ABERMAN: So, give me an example of what you’re getting at.

KARMEL: Yeah. So, as you bring in a new information system, you have to, let’s say, make a change, update a module of this information system. To ensure that that information system is compliant with PCI, with payment card industry, or HIPAA, you have to ensure that there’s a certain set of controls that are employed for that new module.

Those policies and procedures have to be updated, and the certification and accreditation package needs to be updated to ensure that the paper that you’ve created for the auditors to validate that your system is compliant, is correct, and adheres to what that information system actually is doing. Now, here’s the big problem. Information systems change over time, compliance paperwork doesn’t keep up at all with the actual information system. Therein lies the rub. What we need is a new model to rethink how we employ security.

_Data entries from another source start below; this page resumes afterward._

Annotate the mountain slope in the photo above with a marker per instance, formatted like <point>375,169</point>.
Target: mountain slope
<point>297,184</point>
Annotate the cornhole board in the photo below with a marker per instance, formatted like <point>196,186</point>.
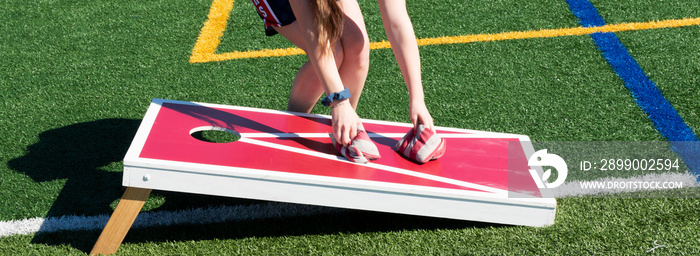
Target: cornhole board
<point>288,157</point>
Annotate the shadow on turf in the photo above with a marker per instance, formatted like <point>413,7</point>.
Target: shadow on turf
<point>337,223</point>
<point>88,157</point>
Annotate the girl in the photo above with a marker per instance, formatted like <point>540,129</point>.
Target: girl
<point>334,37</point>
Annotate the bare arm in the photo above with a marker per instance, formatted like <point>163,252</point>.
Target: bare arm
<point>400,32</point>
<point>345,120</point>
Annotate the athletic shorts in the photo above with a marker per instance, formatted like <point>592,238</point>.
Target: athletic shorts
<point>275,13</point>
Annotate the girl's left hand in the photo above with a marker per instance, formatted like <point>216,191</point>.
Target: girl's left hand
<point>420,115</point>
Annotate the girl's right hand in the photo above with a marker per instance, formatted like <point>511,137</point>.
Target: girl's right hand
<point>345,122</point>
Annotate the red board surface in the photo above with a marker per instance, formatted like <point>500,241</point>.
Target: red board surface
<point>299,144</point>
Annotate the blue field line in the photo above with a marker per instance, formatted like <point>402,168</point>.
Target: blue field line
<point>662,114</point>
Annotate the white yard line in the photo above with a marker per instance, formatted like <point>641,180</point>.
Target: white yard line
<point>271,210</point>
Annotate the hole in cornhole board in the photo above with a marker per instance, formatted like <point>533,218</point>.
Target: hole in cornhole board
<point>215,134</point>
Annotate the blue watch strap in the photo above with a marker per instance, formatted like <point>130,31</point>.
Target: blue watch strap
<point>336,96</point>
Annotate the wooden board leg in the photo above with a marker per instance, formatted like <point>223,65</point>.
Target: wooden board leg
<point>121,220</point>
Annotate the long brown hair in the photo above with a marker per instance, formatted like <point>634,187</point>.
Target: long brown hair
<point>329,22</point>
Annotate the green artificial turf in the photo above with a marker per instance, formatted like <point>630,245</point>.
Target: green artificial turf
<point>76,78</point>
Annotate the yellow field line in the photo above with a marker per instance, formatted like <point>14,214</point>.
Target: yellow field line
<point>209,38</point>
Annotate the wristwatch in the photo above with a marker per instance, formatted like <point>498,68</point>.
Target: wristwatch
<point>336,96</point>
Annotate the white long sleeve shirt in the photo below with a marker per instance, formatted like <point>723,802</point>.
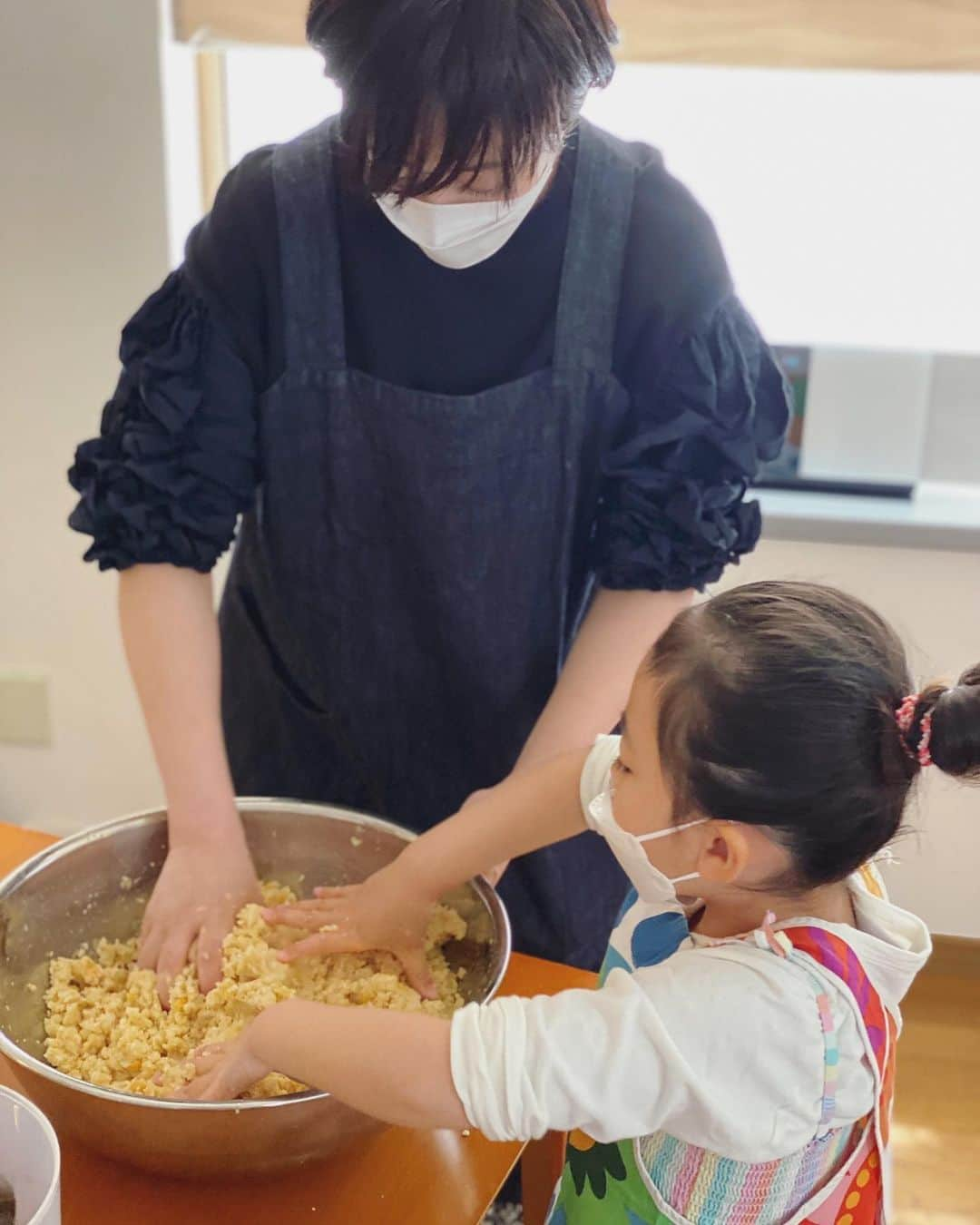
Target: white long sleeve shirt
<point>718,1045</point>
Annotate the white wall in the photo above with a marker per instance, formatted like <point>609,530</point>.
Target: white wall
<point>934,601</point>
<point>83,230</point>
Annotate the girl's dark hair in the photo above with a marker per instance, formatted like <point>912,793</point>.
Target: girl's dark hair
<point>778,708</point>
<point>431,84</point>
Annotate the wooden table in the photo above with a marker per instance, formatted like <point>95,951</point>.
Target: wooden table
<point>397,1178</point>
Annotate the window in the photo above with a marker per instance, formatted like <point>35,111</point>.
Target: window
<point>847,200</point>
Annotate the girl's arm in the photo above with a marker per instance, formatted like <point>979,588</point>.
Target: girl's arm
<point>388,1064</point>
<point>392,908</point>
<point>594,683</point>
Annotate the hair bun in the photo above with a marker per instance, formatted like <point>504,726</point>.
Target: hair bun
<point>956,724</point>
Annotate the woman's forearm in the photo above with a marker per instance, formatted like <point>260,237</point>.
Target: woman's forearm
<point>594,683</point>
<point>388,1064</point>
<point>171,634</point>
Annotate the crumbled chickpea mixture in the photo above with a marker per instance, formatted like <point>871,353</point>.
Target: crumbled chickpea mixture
<point>104,1022</point>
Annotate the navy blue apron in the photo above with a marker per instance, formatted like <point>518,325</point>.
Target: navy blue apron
<point>406,590</point>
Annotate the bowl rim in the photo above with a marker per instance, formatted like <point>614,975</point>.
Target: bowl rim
<point>65,847</point>
<point>51,1134</point>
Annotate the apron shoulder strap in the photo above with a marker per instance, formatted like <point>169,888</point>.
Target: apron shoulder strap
<point>836,956</point>
<point>303,173</point>
<point>595,252</point>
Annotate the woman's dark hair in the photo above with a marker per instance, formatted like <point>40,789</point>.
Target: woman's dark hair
<point>778,708</point>
<point>430,86</point>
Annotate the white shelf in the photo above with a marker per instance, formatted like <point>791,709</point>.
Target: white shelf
<point>938,516</point>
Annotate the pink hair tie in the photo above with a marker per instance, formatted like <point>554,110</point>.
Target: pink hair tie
<point>904,718</point>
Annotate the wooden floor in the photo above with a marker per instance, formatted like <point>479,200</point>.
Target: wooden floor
<point>936,1134</point>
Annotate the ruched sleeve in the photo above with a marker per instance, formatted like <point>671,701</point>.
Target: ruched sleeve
<point>672,511</point>
<point>175,459</point>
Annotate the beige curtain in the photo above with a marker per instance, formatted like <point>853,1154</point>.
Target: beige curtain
<point>916,34</point>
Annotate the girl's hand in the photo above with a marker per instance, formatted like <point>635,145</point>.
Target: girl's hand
<point>385,913</point>
<point>224,1071</point>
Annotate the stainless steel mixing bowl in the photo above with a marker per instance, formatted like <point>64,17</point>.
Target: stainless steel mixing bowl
<point>75,892</point>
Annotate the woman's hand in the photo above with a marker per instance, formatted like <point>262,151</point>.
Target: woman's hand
<point>386,912</point>
<point>223,1071</point>
<point>201,888</point>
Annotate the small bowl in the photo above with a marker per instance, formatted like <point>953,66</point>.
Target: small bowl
<point>30,1161</point>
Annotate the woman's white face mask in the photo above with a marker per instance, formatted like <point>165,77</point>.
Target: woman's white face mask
<point>650,882</point>
<point>462,235</point>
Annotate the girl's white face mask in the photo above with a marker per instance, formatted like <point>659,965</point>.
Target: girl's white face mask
<point>650,882</point>
<point>462,235</point>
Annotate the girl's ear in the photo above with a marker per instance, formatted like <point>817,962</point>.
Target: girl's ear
<point>725,855</point>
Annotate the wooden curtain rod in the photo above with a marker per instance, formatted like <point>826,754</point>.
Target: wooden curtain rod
<point>884,34</point>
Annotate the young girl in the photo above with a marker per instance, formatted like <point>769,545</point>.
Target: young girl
<point>737,1064</point>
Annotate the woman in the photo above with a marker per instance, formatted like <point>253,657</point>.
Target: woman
<point>475,378</point>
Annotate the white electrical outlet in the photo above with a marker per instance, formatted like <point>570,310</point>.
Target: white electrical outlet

ABERMAN: So, in effect, what you’re advocating for are technology solutions that ultimately create the compliance trail, but ultimately have almost open APIs, open systems, so that whatever system you’re using, you get to the same output?

KARMEL: To a degree, not so much. It’s moreso the fact that today, we implement our systems, then we create the certification and accreditation requirements around those systems, and then we attest that those systems are indeed compliant against the certification accreditation package that we’ve created. The problem with that current model is, our systems change, the C&A packages, the certification accreditation packages, don’t keep up with the changes in the system. If there’s a compromise in that system, it brings in auditors, and you end up in this morass that you just can’t get out of.

ABERMAN: So in effect, what I’m hearing is that, I’m a CEO, I’m overwhelmed. Current cybersecurity technologies, in various ways, will tell me they’re solving the problem, ultimately they’re going to create their own compliance pathway. It sounds like a complete mess.

And maybe that’s why I hear from so many CEOs: I know there are thousands of solutions out there. How do I pick which one, and how do I show that they actually work? This sounds to me like a really complicated problem. I’m gonna get a headache just thinking about it. Is it really too much for people to keep up with?

KARMEL: It really is. And therein lies the rub. It has come to a point where it is too much to keep up with. So, we need to do two things. One: we need to create a set of win-win incentives in the industry to accelerate progress. So, all sides see the benefit, and we build partnerships instead of battlegrounds, where we make security the reason to modernize systems and move to cloud based systems, as opposed to the impediment.

Now, the way we do that is, we talked about before, we first implement systems, then we accredit them, and then we assess them. In the vein of rethinking security, We should certify systems, then implement, and then assess those systems, something we can think of as continuous contextual assurance.

ABERMAN: So, how do we certify something we haven’t deployed yet, though?

KARMEL: So, that model is defining what those security controls are first, implementing those security controls in the information system, and then assessing the efficacy of those controls to ensure your compliance package is up to date, and that you’re meeting not just the audit trail that’s required and the certification and accreditation components that are required to make sure your system is modern, but now when these new modules come to bear, you’re not trying to figure out, how do I ensure that my system is compliant? Because you started with the certification process.

ABERMAN: In other words, I make the software work for me, instead of me working for the software?

KARMEL: That’s exactly right.

ABERMAN: Well, Anil, I think that’s a really interesting paradigm, and I’m sure a lot of CEOs will be really interested in hearing how you at C2 Labs and another others in town are going to demystify a problem that we all have to solve. And God knows their liabilities will be down. So, thanks for joining us today.

KARMEL: Thanks so much for having me.

ABERMAN: That was Anil Karmel, CEO of C2 Labs.